Pressure is mounting on Saudi authorities over the killing of Jamal Khashoggi and the case’s aftermath this week as a deadline for action imposed on President Donald Trump by the US lawmakers last year passed without any response from the White House.
A series of rapid-fire developments showed continuing outrage over the murder and dismemberment of The Washington Post columnist at the hands of Saudi spies and security officials dispatched to the Istanbul consulate more than four months ago.
A deadline demanding a response on a US Global Magnitsky Act ruling calling for punishment of state human rights abuses came and went this week without a response from the White House on the culpability of Saudi Crown Prince Mohammad bin Salman, who has strong ties to Mr Trump and his family. The White House says it is conferring with lawmakers, and contiuing to examine the murder.
But if the Trump administration and its allies in Riyadh were hoping the 2 October killing would fade away, they were wrong. The case exploded into headlines again this week with a report describing the preliminary result of a UN probe, leaks of classified intelligence tying the crown prince, or MBS as he is known, to the murder, and new proposed Senate sanctions on Saudi Arabia, solidifying Khashoggi’s status as a global icon for press freedom and human rights.
“The attention to Jamal Khashoggi has exceeded in length and depth the regular killings of other political critics from the region dramatically,” said Timothy Kaldas, a fellow at the Tahrir Institute for Middle East Policy.

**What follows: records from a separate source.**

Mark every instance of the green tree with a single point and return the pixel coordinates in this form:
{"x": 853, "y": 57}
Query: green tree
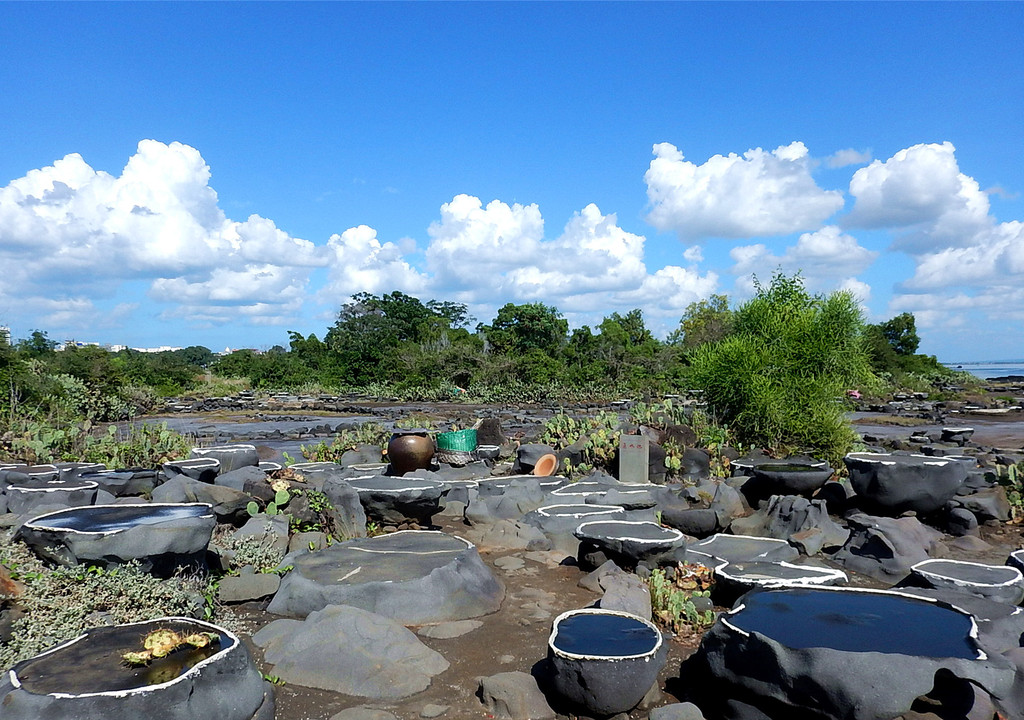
{"x": 36, "y": 345}
{"x": 704, "y": 322}
{"x": 901, "y": 334}
{"x": 518, "y": 329}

“Unlike many of the other victims of brutal authoritarians like MBS, Khashoggi allowed observers and the public to put a face to the murderous violence often visited upon individuals willing to risk their freedom and even lives to shed light on the wrongdoing of their leaders.”

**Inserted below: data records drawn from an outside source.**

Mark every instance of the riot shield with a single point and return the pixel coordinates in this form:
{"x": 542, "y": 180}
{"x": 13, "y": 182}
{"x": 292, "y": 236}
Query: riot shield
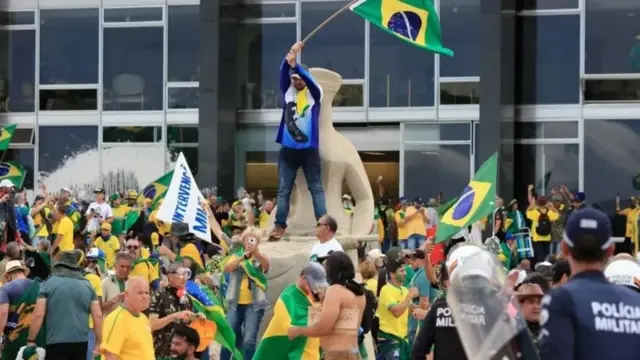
{"x": 488, "y": 321}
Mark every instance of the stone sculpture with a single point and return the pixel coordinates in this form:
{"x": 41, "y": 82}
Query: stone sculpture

The UN special rapporteur’s preliminary report late Thursday, which followed a visit to Turkey, sharply condemned Saudi actions before and after the murder. Agnes Callamard, leader of the mission, also told the Associated Press she had been informed of a previously undisclosed 31 January court hearing in the case of 11 unnamed suspects that Saudi Arabia claims it is prosecuting for the murder.
“The evidence presented to us during the mission to Turkey demonstrates a prima facie case that Mr Khashoggi was the victim of a brutal and premeditated killing, planned and perpetrated by officials of the state of Saudi Arabia and others acting under the direction of these state agents,” the report said.
The New York Times published leaks that if confirmed would be among the most convincing pieces of evidence tying Mohammed bin Salman to the murder of Khashoggi. Based on accounts of leaked US intelligence intercepts, the young crown prince had told a close aide a year before Khashoggi’s murder he would like to use “a bullet” against the journalist. Saudi officials say that the killing was ordered by rogue elements.
A group of both Democratic and Republican Party US senators introduced a new bill that if enacted would restrict arms sales to Saudi Arabia as punishment for the killing.
“Seeing as the Trump administration has no intention of insisting on full accountability for Mr Khashoggi’s murderers, it is time for congress to step in and impose real consequences to fundamentally re-examine our relationship with the Kingdom of Saudi Arabia,” said US senator Robert Menendez, a Democrat, said in a statement.
At a bookshop in Istanbul on Friday morning, Hatice Cengiz, the fiancee of the slain journalist, unveiled a new book about his final days. She wept as she described the loss of Khashoggi, and called for UN and US congressional pressure on Saudi Arabia, and offered to meet with Mr Trump if he shifted his stance on the Saudi leadership.
Ankara also upped pressure on Saudi, reiterating its demand for the extradition of the suspects it has named for trial in Istanbul. “After four months, we are still waiting for answers,” Fahrettin Altun, spokesperson for Turkish president Recep Tayyip Erdogan, wrote in a Tweet. “Where is the body? Who ordered the hit? Was there a local collaborator? The world is watching.”
The new developments add pressure onto Saudi Arabia just as Riyadh was attempting to leave the high-profile murder behind and resurrect its grand plans to draw foreign investment into the country, and begin a geopolitical gambit to confront Iran. But Mr Kaldas suggested that crown prince’s reception at the World Economic Forum conference in Davos last month suggested many key global political and economic leaders have already moved on.
“There is a cynical hypocrisy manifested in many western governments choosing to ultimately ignore MBS’ crimes and try to get back to business as usual,” he said.
“It’s still prominent in the press and there are members of the press who continue to raise the issue. As toxic as MBS is, among the people he’s comfortable with so far there’s not a sign that there’s any kind of material consequences for his actions.”